The match. Broken, but he could feel the piece with the head in his pocket.
The mob was howling, yanking them like a cork from a bottle, whooping at the opportunity for revenge. Tucker felt Jago being jerked away from him and then hands dragging, punching, tearing. Their screams of frustration filled his ears, the anger hitting him harder than the pain. He lit his match and pressed it to the fuse. Please, let me succeed at something just once, he prayed.
Just once.
He felt a curious lightness as they beat him. The future had disappeared, and with it the weight of the past. Here in the eroded cluster of sculpted rock, carved by unimaginable eons of time, he was at the cumulative instant he was supposed to be at, he recognized. All his life had come down to this. So when the fuse flared and screams erupted and hands clutched frantically at the bomb, he felt a curious serenity. Tucker had found his why.
Then the bomb went off.
The quartet of fleeing adventurers heard the boom of the explosion as they ran out into the broad desert, the horizon flush with the coming sun. The thudding roar echoed and reechoed among the labyrinth of canyons, sending startled birds flying prematurely up and into the morning air.
They stopped and turned. There was a groan of collapsing rock and a following rumble, as if stones were sliding down to seal the defile more completely. "It worked," Amaya said quietly, as if she'd never really been convinced the ancient formula could be quite so simple. "It exploded."
"Did he make it?" It was Ethan, asking a question he knew couldn't be rationally answered yet. A cloud of smoke and dust rolled out of the slit they had emerged from.
The noise finally grumbled away and there was dead silence.
"No," said Daniel, knowing the answer without knowing it. "He didn't."
Amaya was silently weeping.
"Let's not make it be for nothing," Ethan finally said. "We have to be out of sight by sunrise and lay low until it's safe to trigger the beacon. Maybe tomorrow night."
"We can't," Daniel said.
"Can't what?"
"Trigger the beacon. We can't signal for rescue. We can't penetrate the Cone."
"I thought you said you got it!"
"I got the transmitter but… I threw the activator at Ico." He looked at Raven. "You two are going to have to hike to the coast with us."
The other three looked stunned. Amaya was looking from Daniel to Raven, crestfallen.

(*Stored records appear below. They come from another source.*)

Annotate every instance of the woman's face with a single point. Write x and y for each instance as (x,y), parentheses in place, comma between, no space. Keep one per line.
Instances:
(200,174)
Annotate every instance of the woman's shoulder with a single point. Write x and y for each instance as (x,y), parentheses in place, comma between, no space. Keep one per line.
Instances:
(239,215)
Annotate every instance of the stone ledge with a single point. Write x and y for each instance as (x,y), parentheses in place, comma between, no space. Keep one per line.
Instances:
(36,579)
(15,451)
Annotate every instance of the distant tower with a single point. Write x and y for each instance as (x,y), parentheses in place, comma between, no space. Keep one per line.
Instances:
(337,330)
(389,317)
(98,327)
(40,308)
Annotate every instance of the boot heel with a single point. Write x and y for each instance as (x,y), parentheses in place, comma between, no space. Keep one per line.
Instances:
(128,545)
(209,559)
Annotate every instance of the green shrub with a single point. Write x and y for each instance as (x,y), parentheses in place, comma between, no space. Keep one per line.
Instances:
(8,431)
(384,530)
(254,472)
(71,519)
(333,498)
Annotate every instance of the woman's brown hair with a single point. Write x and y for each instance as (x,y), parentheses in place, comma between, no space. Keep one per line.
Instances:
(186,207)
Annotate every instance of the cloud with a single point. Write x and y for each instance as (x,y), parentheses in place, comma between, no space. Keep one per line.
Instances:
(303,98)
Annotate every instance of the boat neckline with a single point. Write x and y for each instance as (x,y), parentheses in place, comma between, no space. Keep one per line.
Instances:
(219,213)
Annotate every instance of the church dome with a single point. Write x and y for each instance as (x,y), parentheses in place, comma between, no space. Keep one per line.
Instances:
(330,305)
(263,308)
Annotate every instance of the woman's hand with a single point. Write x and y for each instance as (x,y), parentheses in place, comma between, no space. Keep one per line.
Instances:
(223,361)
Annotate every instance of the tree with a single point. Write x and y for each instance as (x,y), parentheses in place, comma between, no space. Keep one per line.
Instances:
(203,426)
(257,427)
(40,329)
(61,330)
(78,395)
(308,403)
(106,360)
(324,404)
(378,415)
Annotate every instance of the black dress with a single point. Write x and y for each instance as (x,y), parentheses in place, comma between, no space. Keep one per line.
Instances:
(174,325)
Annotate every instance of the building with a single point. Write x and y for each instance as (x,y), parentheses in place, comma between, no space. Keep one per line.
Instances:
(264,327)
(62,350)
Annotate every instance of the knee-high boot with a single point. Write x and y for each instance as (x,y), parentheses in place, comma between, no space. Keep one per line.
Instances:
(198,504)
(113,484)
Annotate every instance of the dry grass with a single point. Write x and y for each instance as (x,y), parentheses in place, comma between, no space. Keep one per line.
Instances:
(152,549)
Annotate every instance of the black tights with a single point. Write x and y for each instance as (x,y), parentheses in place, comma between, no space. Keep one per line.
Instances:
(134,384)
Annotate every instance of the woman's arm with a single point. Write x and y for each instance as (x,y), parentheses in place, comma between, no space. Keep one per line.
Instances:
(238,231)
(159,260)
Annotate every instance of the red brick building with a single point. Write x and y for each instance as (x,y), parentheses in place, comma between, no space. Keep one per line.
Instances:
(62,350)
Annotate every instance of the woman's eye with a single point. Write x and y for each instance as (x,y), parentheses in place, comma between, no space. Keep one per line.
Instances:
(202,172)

"It's better this way," he said. "Not some of us fly off, some of us stay."
Raven was looking at him in shock. "Oh, Daniel," she whispered.
"It will give us time to ask why we do."
Then he turned, and led the way into the rising sun.
"Lord, what a painting."
Rugard Sloan, blackened and scorched, turned a grim circle at the mouth of what had been the tunnel. Fresh rock had covered it, and the walls nearby had been sprayed with gore. One man had done this, he thought, one big man he hadn't had time to reach with reason. One man! This giant named Tucker had killed five men, wounded half a dozen more, and turned the remaining pack of pursuers into a band of drunken, sick, whipped dogs. Rugard couldn't have driven them on at gunpoint, not right now.
The snitch Ico had lived by hanging back because of his little spear cut, whimpering like a punished child. Rugard himself had been saved by the death of a man in front of him, a flesh-and-blood shield that had knocked him flat. He was spattered with offal and singed and grimy from the flames of his own roof. They'd made a fool of him, of that he was certain.